A Guatemalan lawyer who accused the country's president of his murder in a video made before his death, actually contracted the hitmen to kill him, UN investigators have said.
Rodrigo Rosenberg, contacted cousins of his first wife to help him find a hitman to deal with an extortionist, when he really was orchestrating his own killing, the investigating commission said.
"We have to conclude that it was Rosenberg himself who asked for help from ... intimate friends," Carlos Castresana, head of the inquiry into the May 10 killing, said on Tuesday.
"They received his request and looked for someone capable [of carrying out the murder]."
Castresana said evidence shows Rosenberg bought two cellular phones, one to communicate with his killers and another to deliver threatening messages to his own personal phone.
He said the commission's theory is that Rosenberg was motivated by a sense of guilt and frustration over what he believed was the government's involvement and failure to properly investigate the killing of his client and girlfriend, Marjorie Musa, along with her father, Khalil Musa.
Rosenberg had advised Khalil Musa to accept a seat on the board of directors of the private- and government-sponsored Rural Development Bank.
In his video, Rosenberg said if he were killed, it would be because he was assassinated by Alvaro Colom, Guatemala's president, to silence him for discovering the killings were linked to money laundering at the bank.
Colom suggested that criminal or political interests were behind the video and expressed relief at the verdict.
"The day has arrived that I have waited for in silence and patience, where this crime finally been clarified," he said.
The commission's investigation has led to 11 arrests. Francisco and Estuardo Valdes Paiz, the cousins implicated in the investigation, are considered fugitives from justice.

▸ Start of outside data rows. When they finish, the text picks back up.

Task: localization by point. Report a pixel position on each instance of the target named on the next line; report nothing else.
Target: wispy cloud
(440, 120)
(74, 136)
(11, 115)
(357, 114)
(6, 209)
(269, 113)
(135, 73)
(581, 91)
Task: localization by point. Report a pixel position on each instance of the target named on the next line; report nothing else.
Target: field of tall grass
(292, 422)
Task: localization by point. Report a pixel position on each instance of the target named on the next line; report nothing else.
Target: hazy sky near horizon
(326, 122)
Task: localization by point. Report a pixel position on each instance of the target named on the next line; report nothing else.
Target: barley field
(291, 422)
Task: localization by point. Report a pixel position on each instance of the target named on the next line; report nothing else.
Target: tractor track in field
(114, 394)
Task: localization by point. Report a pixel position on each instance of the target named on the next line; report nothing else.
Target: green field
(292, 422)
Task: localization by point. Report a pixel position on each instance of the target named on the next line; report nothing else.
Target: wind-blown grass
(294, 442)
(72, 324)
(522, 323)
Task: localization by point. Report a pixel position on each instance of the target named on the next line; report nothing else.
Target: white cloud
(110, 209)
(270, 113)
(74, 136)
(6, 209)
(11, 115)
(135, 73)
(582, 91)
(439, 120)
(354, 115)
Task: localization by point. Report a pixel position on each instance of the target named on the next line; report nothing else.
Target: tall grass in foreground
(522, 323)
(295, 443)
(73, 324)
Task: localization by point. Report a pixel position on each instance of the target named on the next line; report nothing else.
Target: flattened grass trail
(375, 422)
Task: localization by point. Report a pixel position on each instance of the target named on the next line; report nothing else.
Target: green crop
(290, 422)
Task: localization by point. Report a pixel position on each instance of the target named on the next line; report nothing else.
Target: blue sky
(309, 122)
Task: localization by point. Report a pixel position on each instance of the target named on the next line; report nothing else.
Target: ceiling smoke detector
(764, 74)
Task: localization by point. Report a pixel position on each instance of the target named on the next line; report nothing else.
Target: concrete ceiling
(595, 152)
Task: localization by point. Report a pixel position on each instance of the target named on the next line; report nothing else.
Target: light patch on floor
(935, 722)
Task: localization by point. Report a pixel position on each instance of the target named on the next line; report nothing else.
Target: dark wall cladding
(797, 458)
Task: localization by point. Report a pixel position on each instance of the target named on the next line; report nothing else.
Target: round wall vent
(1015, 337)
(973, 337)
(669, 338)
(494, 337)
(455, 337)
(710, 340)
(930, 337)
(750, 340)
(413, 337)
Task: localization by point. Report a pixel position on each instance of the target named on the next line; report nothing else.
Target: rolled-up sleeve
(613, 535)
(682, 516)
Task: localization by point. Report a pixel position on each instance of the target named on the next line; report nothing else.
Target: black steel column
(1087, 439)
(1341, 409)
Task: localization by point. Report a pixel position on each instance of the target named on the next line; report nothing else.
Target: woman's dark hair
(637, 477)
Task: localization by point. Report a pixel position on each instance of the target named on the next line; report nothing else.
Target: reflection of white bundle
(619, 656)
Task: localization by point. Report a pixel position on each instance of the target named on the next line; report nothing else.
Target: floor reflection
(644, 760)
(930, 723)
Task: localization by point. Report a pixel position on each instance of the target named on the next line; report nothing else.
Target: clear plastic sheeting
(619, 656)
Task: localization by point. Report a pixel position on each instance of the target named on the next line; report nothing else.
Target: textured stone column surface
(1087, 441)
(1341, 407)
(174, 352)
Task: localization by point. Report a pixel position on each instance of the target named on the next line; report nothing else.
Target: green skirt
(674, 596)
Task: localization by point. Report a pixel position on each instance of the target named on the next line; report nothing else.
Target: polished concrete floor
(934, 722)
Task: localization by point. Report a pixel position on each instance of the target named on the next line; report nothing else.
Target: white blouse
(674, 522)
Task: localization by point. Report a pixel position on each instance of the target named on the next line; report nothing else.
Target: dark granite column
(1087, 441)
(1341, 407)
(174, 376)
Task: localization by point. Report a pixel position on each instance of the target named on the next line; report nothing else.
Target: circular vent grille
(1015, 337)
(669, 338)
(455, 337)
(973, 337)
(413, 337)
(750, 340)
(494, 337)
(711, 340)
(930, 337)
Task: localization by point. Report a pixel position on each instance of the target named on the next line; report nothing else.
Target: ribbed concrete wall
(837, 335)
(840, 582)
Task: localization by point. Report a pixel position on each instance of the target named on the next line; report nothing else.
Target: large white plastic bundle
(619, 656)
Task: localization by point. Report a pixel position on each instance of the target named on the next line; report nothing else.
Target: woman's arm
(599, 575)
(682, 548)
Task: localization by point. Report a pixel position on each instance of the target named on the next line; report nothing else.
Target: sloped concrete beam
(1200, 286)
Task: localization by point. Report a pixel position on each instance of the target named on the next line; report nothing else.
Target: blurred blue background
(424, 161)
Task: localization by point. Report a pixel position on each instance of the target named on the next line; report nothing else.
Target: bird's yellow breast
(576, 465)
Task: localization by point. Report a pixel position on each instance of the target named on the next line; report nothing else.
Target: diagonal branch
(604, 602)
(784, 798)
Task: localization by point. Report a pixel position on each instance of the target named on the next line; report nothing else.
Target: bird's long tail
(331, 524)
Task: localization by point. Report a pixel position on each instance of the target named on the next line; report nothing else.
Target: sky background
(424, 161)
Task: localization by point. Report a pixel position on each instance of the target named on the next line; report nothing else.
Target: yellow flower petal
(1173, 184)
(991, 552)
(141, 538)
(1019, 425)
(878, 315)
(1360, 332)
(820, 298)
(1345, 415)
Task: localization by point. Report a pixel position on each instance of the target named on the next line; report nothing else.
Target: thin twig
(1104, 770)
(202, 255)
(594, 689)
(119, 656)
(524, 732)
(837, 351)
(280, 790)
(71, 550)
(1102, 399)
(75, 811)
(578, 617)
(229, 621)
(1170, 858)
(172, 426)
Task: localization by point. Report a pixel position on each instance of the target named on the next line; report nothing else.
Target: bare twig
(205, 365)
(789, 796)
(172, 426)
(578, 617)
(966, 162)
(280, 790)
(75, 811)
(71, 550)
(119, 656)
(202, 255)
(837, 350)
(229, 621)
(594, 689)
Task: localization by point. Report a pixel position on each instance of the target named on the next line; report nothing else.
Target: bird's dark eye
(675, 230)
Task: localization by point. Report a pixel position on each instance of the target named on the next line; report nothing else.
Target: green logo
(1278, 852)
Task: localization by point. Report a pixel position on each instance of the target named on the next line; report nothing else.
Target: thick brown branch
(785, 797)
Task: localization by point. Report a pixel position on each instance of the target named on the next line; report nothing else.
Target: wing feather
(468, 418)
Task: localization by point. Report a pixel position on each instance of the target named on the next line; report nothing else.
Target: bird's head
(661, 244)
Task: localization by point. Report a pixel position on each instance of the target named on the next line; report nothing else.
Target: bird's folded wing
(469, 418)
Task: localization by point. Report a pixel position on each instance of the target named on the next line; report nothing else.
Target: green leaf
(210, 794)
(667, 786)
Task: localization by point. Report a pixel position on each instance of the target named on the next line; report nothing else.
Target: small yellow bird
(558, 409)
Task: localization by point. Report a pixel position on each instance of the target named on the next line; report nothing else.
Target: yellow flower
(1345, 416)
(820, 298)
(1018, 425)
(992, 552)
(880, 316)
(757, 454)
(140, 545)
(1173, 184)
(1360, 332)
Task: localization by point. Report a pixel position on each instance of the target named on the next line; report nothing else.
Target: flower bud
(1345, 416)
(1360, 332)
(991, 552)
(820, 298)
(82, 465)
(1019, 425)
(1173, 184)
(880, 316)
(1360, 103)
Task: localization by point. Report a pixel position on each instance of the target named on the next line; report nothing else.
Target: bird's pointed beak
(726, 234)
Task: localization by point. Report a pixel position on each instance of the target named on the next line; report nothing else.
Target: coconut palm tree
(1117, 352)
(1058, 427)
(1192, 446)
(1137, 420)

Investigators allege they contacted the head of security at their pharmaceutical company to help them find someone to carry out the killing for $40,000.
Rosenberg's accusations were distributed to reporters on DVDs at his funeral and immediately set an already polarised country into a frenzy of protests, allegations of corruption and calls for Colom's resignation.
His posthumous accusations of corruption became a rallying cry for members of Guatemala's dominant elite, many of whom are angry over Colom's attempts to eliminate tax loopholes for corporations and criticise his inability to reduce high rates of violent crime.
Colom is overwhelmingly backed by Guatemala's mostly Mayan Indian poor for his efforts to tax the rich and build schools and clinics for disadvantaged communities.